When it comes to creating the appropriate attire for your company, you need to analyze your company as whole. Look at what your values are as a company and what type of culture are you are going for. If a laid-back culture is something you seek, go with a casual dress code. It works for plenty of startups.

However, if you are meeting with clients all day, maybe professional attire will suit best. One company in particular Andaz Hotels, felt they wanted a professional dress code due to whom they come in contact with on a daily basis. Since the company wanted the employees to wear such expensive clothing, they gave their employees a list of clothing designers they could purchase from and reimbursed them. They also stated that another reason they wanted the employees to purchase their own clothes was because they can’t dress an employee because everyone has a different body shape and size. Unfortunately, one size doesn’t fit all. If your company is currently like Andaz Hotels and you’re wanting to make a change toward professional but hesitate, don’t worry! It can be done.

 

Keeping It Casual

Many wonder if going casual will hurt in productivity and employee performance. A company called CGH, a health services company, went from a professional attire to a casual dress code. Not just business casual but the employees are allowed to wear jeans, flip flops, and ball caps. In 2013 they were ranked No. 3 in the nation for one of the best places to work. They decided to create an extremely laid back dress code because they wanted their employees to feel absolutely comfortable. If their employees feel comfortable, they will be happier and will overflow in how they relate with the customers and clients. That small gesture made a huge change company wide. The CEO of CHG, Eric Ethington said “Our focus is always on how is our culture going to be encouraging people to be their most successful.”

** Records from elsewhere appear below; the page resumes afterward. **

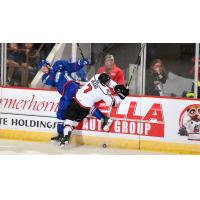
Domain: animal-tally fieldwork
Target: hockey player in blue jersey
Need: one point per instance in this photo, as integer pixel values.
(59, 75)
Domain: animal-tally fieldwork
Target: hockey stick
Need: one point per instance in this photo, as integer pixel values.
(137, 63)
(80, 50)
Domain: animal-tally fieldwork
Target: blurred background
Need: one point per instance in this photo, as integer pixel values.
(157, 69)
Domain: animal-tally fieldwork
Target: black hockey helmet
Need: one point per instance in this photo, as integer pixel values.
(104, 78)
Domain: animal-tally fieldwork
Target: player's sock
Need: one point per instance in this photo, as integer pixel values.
(106, 123)
(68, 128)
(60, 128)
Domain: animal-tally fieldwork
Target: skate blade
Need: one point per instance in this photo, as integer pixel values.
(107, 127)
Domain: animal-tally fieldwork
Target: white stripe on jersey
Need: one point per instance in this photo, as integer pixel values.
(93, 92)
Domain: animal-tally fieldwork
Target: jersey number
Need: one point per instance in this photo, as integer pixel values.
(88, 89)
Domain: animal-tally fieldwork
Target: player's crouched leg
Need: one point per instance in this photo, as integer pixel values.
(106, 121)
(68, 128)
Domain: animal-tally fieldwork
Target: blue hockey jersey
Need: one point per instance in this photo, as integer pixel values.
(59, 75)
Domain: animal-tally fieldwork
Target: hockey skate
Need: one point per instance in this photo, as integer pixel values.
(56, 139)
(65, 140)
(106, 123)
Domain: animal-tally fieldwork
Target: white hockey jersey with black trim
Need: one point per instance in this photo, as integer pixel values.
(93, 92)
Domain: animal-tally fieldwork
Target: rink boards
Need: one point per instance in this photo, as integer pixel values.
(146, 123)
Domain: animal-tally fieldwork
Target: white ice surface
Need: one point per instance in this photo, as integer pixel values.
(11, 147)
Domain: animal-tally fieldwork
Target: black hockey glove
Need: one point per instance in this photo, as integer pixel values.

Casual dress code isn’t the only thing that people are changing when it comes to policy. Tattoos and piercings bans are another thing managers are looking into changing. Tattoo taboos are slowing dissipating. Tattoos are on the rise. As of 2013, 45 million americans had tattoos. Some companies won’t hire a person with tattoos while others don’t mind but ask that they be covered. With 45 million plus americans with tattoos, not hiring them will leave you to a very few candidates to choose from. Another survey said that 6 out of 10 people said that tattoos made a person unattractive. When it comes to customer-employee relations, customers will feel more drawn with whom they are like. Wide variety of employees equals a diverse pool of customers or clientele.

 

What about NO Dress Code?

This isn’t for everyone, but it IS becoming increasingly common in smaller companies or startups that aren’t necessarily consumer facing. While not having a dress code can work in these situations, it’s not always scalable with the growth of the company. Eventually, someone will come in with a smiley face crop top and daisy dukes and you’ll have to tell him his attire is unacceptable. Having NO dress code on file gives HR or management no legs on which to stand.

The beauty in this, is that there is no right or wrong answer. It simply comes down to what is best for the work your people do and whom they are coming in contact with. Feel free to choose what is best for YOUR company. Every company wants to stand out on doing something different. What are you doing different?